The dead will rise,

By Alex V. Cook | Also by this reporter

Tuesday, May 30, 2006

Houma-based punk-blues-soul duo Deadboy and the Elephantmen has gained slots at Bonaroo, Coachella and the Austin City Limits Festival. Their second album We Are Night Sky received four stars from Rolling Stone, and Henry Rollins booked them on his IFC show alongside heavyweights such as Sleater-Kinney and The Pixies.

Still, singer songwriter Dax Riggs is rather down-to-earth about his band. “It’s a mix between soulful trash rock and apocalyptic folk. You know, the classics,” he laughed as he prepared his makeup before their latest show at SoGo Live.

Tessie Brunet (left) and Dax Riggs of Deadboy and the Elephantmen.

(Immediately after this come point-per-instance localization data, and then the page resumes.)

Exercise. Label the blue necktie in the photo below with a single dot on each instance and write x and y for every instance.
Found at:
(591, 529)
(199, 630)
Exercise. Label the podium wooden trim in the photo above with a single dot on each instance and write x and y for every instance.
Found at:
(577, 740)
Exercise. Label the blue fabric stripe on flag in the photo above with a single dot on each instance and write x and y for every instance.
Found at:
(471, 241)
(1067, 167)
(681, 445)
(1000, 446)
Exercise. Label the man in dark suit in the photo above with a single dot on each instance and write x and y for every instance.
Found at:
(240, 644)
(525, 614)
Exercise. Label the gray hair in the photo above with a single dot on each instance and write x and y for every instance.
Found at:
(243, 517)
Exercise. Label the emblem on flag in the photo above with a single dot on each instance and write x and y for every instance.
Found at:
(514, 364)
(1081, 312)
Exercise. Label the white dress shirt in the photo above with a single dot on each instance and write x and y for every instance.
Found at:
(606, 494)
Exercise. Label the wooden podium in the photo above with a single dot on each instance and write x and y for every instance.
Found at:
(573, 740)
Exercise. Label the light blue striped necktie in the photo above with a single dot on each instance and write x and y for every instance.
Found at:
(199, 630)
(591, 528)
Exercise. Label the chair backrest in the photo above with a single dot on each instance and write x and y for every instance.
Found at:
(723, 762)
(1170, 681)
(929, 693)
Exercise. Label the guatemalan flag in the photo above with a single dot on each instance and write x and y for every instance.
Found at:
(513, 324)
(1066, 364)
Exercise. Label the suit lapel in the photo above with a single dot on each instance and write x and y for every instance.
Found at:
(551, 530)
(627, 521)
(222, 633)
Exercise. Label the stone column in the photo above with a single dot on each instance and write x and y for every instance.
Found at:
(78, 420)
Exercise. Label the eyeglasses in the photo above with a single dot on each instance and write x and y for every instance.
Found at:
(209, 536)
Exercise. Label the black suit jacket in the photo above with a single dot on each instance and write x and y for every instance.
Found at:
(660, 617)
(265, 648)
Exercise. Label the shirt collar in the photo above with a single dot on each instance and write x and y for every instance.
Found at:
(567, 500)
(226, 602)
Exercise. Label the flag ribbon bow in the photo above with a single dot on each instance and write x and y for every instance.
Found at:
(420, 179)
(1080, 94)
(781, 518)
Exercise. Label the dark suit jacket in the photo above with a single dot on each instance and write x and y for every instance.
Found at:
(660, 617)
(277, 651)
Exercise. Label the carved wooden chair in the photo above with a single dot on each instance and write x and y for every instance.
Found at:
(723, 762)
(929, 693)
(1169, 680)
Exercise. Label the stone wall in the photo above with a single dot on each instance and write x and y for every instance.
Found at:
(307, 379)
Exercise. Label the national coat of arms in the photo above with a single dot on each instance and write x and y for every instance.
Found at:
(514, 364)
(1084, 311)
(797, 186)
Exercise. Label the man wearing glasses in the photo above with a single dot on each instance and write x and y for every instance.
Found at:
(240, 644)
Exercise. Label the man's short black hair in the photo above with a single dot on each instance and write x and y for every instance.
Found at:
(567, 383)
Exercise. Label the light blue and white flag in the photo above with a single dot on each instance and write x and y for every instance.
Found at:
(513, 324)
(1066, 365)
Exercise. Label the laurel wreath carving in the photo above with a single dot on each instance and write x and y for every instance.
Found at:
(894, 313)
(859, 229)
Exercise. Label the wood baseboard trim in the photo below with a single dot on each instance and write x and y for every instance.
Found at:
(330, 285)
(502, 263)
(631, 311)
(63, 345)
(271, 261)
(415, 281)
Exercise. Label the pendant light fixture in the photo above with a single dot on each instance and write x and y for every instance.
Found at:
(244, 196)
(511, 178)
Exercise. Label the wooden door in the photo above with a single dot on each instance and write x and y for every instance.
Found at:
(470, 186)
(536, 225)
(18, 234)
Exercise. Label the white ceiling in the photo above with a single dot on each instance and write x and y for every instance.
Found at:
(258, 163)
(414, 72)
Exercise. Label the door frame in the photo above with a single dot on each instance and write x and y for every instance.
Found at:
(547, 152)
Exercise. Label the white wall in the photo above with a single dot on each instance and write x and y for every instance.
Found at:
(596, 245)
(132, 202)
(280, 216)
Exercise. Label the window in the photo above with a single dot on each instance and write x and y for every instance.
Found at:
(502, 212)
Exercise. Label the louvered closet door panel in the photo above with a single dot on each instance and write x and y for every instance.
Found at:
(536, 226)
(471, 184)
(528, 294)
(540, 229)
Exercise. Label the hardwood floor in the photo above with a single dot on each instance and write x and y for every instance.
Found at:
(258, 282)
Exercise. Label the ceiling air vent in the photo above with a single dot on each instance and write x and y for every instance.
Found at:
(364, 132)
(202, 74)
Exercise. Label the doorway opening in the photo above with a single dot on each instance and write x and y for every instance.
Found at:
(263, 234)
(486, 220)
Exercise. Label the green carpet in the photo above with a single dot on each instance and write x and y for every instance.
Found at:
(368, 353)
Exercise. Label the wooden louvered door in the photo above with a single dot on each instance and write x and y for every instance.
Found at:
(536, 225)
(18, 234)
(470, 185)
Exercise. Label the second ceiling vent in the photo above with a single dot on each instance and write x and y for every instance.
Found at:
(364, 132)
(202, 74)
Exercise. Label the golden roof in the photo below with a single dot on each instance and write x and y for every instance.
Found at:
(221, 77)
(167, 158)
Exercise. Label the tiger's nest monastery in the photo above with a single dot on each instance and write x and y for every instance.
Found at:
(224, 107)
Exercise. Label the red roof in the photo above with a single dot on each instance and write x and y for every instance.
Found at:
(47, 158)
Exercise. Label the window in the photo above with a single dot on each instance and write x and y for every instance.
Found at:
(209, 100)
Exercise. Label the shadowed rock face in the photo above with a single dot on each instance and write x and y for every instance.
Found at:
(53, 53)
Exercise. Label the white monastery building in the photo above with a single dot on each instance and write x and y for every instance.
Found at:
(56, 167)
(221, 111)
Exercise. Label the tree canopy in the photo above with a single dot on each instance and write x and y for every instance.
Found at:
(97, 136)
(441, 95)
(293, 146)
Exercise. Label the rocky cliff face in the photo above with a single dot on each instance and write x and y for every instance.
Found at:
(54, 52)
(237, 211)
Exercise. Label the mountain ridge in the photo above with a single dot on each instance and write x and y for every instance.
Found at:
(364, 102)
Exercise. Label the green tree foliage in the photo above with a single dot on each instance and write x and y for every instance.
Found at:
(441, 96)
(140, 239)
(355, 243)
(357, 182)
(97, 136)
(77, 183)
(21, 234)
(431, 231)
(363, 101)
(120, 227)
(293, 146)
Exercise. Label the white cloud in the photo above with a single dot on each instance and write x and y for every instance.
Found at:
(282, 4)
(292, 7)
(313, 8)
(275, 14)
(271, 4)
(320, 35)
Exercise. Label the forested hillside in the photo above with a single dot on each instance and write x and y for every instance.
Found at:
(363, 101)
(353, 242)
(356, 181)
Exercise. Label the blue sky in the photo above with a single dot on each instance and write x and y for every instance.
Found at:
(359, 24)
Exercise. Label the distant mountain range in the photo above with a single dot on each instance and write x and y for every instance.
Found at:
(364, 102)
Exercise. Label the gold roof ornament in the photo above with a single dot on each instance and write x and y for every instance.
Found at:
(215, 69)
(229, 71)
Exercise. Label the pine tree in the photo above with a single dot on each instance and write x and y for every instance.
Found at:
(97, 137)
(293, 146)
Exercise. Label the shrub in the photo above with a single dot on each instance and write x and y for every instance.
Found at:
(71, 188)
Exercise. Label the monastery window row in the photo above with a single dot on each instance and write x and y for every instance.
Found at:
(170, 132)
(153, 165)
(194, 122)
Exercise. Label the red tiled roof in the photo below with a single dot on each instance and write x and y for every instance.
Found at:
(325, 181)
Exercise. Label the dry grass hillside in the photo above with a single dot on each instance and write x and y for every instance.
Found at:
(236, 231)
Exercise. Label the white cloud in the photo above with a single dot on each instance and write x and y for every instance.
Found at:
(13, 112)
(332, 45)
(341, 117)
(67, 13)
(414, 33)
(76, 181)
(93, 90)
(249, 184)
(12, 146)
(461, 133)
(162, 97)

Tessie Brunet (left) and Dax Riggs of Deadboy and the Elephantmen.

His backstory has garnered a lot of press: A high school drop-out from Houma forms underground death metal band Acid Bath, which goes on to sell 100,000 copies of its two albums worldwide. The album covers boast art by such notorious figures as serial killer John Wayne Gacy and suicide doctor Jack Kevorkian; but the death of bassist Audie Pitre led to the band’s dissolution.

“I had an image in my mind to cover the songs I write, I wanted to give it a body,” he says of the Deadboy project, which takes the catharsis and depth of the Acid Bath recordings and recasts it in a singer songwriter context.

Also it frees up Riggs to really sing, no longer shackled by the metal growl. Live, he exhibits a range and timbre not unlike Neil Diamond, a mix of silky arpeggios, dead on melodies and roughhewn vocal power. When asked if that comparison bothered him, he exclaimed, “Hell no, I love Neil Diamond. He’s one of my favorite vocalists ever.”

Overall, Riggs seems delighted with how the band is evolving. “It’s just a good feeling when you work with people you like, and those people love your music.”

Deadboy and the Elephantmen’s We Are Night Sky is available on Fat Possum Records.